# Wild Allgator?



## naclh2oDave (Apr 8, 2008)

A friend of mine gave me several pounds of wild gator meat. I have never actually cooked wild gator before. Any suggestions for preparation and recipes?


----------



## TheRoguePirate (Nov 3, 2011)

cook in large wok style pan, penut oil on medium. bread it like chicken, just not too much. only cook till a LIGHT golden brown, if its actually to dark the meat gets tough and chewy. Im jealous!!!


----------



## SouthAlabamaSlayer (Oct 13, 2011)

Blacken Or fry like fish and make into gator tacos.


----------



## tyler0421 (Jan 10, 2008)

Take it and marinate it in beer brat mustard and beer for a couple hours and then use waterever batter you desire and throw it in the fryer. Had some Saturday like this and it was awsome.
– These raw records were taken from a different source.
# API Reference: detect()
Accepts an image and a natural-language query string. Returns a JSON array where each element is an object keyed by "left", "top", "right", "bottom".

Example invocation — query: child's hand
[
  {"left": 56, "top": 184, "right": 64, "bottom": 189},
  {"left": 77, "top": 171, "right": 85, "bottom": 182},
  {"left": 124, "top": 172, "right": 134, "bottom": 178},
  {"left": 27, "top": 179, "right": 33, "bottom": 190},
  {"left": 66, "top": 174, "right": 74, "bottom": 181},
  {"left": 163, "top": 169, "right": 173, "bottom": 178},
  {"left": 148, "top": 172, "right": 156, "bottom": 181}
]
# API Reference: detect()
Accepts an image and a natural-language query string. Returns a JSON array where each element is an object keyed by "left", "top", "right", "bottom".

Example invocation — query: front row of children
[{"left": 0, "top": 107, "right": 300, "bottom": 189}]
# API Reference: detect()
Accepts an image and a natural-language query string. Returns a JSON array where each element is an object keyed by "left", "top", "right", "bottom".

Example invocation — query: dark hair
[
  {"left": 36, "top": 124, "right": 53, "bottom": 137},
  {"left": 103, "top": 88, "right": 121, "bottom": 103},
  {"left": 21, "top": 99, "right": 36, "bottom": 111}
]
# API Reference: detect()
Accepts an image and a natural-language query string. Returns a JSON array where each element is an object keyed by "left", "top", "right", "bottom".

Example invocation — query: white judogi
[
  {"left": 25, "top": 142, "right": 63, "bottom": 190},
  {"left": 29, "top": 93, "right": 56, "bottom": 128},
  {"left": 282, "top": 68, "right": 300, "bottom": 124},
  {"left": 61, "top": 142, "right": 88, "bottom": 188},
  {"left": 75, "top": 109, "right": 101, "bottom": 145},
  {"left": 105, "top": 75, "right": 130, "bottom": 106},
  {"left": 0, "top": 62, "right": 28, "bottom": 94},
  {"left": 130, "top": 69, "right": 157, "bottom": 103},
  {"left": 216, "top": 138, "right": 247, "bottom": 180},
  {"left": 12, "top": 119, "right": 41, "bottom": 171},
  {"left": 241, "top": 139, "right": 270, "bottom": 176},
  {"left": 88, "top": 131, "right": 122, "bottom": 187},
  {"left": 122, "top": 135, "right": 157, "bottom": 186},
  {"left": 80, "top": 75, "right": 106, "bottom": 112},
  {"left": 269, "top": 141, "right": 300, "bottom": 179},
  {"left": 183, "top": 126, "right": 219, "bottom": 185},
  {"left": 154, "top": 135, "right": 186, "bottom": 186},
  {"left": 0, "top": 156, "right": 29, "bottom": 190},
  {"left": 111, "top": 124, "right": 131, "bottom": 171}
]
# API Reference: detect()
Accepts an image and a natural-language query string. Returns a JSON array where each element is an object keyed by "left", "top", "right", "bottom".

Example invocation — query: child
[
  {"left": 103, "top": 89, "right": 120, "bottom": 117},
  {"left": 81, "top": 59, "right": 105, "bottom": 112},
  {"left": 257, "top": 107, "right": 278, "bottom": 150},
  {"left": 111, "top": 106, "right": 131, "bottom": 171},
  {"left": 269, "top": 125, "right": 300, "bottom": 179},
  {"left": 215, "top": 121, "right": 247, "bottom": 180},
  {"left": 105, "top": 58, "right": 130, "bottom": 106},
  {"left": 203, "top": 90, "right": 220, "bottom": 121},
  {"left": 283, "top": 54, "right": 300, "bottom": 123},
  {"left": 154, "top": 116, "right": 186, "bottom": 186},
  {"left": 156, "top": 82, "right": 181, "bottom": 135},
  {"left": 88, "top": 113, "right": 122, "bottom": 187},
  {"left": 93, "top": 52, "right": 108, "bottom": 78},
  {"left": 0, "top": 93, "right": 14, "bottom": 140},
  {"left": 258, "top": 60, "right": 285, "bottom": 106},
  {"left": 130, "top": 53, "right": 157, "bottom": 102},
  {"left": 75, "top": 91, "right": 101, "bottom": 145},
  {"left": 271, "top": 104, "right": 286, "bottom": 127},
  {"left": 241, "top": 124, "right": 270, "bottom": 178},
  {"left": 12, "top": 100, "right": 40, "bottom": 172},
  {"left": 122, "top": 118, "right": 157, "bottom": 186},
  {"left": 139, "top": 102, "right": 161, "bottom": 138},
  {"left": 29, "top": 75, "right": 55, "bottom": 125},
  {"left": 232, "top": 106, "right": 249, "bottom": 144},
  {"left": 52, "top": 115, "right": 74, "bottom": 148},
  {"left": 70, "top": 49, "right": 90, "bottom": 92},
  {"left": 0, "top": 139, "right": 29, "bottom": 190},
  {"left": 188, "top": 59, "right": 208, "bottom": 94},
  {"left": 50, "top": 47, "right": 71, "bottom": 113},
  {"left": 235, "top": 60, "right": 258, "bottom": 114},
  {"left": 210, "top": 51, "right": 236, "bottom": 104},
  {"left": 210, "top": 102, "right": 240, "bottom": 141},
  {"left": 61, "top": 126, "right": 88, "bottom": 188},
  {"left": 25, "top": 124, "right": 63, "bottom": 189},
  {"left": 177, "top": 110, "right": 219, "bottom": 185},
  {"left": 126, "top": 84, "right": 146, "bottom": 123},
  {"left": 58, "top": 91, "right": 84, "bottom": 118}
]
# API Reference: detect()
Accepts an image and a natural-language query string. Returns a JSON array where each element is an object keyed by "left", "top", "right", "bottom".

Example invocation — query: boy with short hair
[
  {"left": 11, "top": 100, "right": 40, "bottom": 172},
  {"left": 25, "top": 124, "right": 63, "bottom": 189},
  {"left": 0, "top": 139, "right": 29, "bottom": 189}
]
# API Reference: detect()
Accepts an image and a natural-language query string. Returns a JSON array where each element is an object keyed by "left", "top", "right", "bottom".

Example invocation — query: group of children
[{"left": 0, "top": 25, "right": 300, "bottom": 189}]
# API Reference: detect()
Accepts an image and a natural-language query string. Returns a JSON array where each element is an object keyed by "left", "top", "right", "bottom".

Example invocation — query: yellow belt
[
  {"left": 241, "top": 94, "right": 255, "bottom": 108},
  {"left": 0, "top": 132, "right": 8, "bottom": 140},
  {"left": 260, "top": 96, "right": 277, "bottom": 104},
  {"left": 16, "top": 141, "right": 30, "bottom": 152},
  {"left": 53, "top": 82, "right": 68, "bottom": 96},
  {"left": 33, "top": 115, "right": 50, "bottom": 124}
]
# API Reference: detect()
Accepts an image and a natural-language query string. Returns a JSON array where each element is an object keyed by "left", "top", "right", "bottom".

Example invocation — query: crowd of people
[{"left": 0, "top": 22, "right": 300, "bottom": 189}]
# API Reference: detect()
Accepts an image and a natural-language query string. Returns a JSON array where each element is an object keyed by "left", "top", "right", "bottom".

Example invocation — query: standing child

Actually did some wild turkey breast the same way...


----------



## jakec (Oct 14, 2010)

oh man that stuffs nasty. ill come dispose of it for you if you want. im jealous too!


----------



## naclh2oDave (Apr 8, 2008)

Thanks,I'll try that! I love some wild turkey fried up too!

For Blackening should I high heat or long heat? Does anyone soak in butter milk or take any special precautions to marinate before hand?





tyler0421 said:


> Take it and marinate it in beer brat mustard and beer for a couple hours and then use waterever batter you desire and throw it in the fryer. Had some Saturday like this and it was awsome. Actually did some wild turkey breast the same way...


----------



## Paymaster (Jan 9, 2012)

*Alligator Beignets/Fritters*

*1 egg beaten*
*1 lb chopped cooked gator meat(I cooked mine just before mixing)*
*4 green onions chopped*
*1/2 tsp salt*
*1/2 tsp cayenne pepper*
*1.5 tsp melted butter*
*1/3 cup flour*

*After cooking gator meat mix all the above in a bowl until combined completely. Heat oil in a skillet deep enough to fry beignets. With a table spoon scoop up the mix and ease into hot oil one spoon full at a time. Skillet should hold four or five without them touching. Fry to a golden brown on both sides.*

*Dipping sauce*

*3/4 cup mayo*
*1/2 cup ketchup*
*1/4 tsp prepared horseradish*

*Blend the ingredients and add hot sauce to taste. *


----------



## naclh2oDave (Apr 8, 2008)

Turns out that the package that I took out of the freezer was ground gator. So I decided to make Gator Balls.


----------



## Paymaster (Jan 9, 2012)

Looks great!!!!!!!!!!!!!!!!!:thumbup:


----------



## SouthAlabamaSlayer (Oct 13, 2011)

Yummy! Blackening is high heat, smaller strips cook better.


----------



## baldona523 (Mar 2, 2008)

I have also marinated it in italian dressing and grilled it until it is just barely done. It is very good like grilled chicken this way, I am not sure if it is the best way but it is the easiest to me. I try to cut all the pieces into similar sizes so they all cook about the same.


----------